In sostanza è necessario promuovere l’affermazione di un capitalismo etico. Coniugare la riduzione dell’instabilità del sistema finanziario con il mantenimento della spinta propulsiva dello stesso nel canalizzare le risorse là dove hanno maggiore possibilità di rendimento. A tal fine è importante che convivano organizzazioni con culture, strutture e obiettivi diversi, dice l’autore. Le banche non profit, per esempio, sono promotrici di un processo di democratizzazione della finanza.
È inoltre essenziale temperare l’attuale sbilanciamento dei manager sugli obiettivi a breve termine. La proposta di Squam Lake City (gruppo indipendente di economisti) in tal senso è interessante: distribuire significativamente nel tempo l’attribuzione della parte variabile della remunerazione, ad esempio assegnarla dopo cinque anni dalla chiusura dell’esercizio, con l’obbligo di restituzione dei benefit in caso di salvataggio pubblico. Ma il problema della focalizzazione sul breve periodo è anche degli azionisti. Mentre nel 1960 negli Stati Uniti un’azione veniva tenuta in portafoglio per otto anni, nel 2005 la media è scesa a meno di un anno.
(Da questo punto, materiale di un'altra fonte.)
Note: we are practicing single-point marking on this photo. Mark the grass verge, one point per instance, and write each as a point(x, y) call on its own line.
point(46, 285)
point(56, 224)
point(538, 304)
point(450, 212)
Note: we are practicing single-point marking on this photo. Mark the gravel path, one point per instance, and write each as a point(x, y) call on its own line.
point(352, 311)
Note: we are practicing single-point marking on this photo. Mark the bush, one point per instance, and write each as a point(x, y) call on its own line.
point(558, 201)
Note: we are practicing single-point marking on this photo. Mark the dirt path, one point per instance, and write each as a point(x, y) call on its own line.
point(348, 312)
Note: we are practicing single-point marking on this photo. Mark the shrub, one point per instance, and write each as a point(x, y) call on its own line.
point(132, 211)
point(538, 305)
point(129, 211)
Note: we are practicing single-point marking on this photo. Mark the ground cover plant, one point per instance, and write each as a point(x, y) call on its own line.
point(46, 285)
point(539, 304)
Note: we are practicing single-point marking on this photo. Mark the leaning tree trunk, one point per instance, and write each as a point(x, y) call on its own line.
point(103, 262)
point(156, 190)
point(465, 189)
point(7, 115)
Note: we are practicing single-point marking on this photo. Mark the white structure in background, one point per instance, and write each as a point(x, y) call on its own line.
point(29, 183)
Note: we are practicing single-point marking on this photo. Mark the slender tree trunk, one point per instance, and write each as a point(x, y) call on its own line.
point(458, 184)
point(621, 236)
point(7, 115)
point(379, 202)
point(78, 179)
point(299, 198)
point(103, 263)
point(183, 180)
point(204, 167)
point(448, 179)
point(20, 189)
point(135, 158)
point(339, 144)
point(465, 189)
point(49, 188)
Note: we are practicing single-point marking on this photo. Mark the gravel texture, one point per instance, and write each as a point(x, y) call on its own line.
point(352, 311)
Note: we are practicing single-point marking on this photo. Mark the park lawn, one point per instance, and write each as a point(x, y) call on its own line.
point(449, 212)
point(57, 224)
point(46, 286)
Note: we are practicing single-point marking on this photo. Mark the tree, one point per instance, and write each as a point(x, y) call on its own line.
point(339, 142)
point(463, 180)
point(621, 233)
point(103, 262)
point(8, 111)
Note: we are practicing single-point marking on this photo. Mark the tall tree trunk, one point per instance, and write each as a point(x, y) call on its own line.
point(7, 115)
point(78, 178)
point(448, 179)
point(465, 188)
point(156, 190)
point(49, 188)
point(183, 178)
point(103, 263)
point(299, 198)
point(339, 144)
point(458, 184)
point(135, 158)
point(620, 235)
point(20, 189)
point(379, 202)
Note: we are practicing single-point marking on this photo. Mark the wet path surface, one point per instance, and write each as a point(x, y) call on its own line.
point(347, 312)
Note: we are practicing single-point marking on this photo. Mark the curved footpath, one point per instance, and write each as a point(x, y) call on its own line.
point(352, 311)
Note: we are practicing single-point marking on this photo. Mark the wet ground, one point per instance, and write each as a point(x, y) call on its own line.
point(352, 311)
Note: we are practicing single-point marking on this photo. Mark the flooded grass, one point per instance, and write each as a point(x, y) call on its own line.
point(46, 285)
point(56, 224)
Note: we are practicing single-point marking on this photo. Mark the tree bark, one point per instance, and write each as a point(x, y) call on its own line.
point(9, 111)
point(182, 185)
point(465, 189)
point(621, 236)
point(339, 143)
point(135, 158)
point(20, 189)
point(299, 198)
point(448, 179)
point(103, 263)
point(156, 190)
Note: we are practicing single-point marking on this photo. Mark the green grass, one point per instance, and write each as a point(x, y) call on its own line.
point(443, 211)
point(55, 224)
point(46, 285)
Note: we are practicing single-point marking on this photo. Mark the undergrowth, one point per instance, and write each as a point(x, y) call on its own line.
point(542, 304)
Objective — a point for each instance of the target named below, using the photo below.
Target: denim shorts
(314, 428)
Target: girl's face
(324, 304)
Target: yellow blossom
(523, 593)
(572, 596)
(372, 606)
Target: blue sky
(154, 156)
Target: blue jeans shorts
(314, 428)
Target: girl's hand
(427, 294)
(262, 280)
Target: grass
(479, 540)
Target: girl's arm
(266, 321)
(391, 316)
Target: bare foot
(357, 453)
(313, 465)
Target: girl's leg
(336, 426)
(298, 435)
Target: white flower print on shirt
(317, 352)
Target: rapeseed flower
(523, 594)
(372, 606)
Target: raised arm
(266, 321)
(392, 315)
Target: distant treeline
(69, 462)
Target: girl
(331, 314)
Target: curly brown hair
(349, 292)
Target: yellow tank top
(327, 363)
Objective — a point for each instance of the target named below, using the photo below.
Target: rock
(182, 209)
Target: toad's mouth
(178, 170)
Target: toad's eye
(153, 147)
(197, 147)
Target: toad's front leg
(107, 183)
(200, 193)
Per costringere gli azionisti all’empatia, Bortolotti avanza l’ipotesi di introdurre classi speciali di azioni volte a fidelizzare gli investitori. Una sorta di “azioni-fedeltà”, acquistabili a un prezzo predeterminato da parte di chi abbia tenuto il titolo in portafoglio per un periodo di tempo minimo.
Infine, la tutela dei beni comuni tramite l’istituzione di Trust. Secondo l’autore, i beni comuni potrebbero divenire oggetto di diritti di proprietà collettiva tutelati dallo Stato al pari dei diritti di proprietà privata. I Trust, istituzioni ibride tra il mercato e lo Stato, sarebbero titolari di questi diritti, incaricati della gestione, salvaguardia e promozione di beni pubblici. Col vantaggio che l’assegnazione di un diritto di proprietà è cosa più stabile della mutevole tutela legale e che la missione dei trustee sarebbe meglio definita rispetto a quella dei politici, tanto che in caso di violazione dei doveri fiduciari ci sarebbe la possibilità di citare gli amministratori in giudizio. Cosa ben più difficile nei confronti dei politici, nel caso in cui non rispettino la volontà popolare.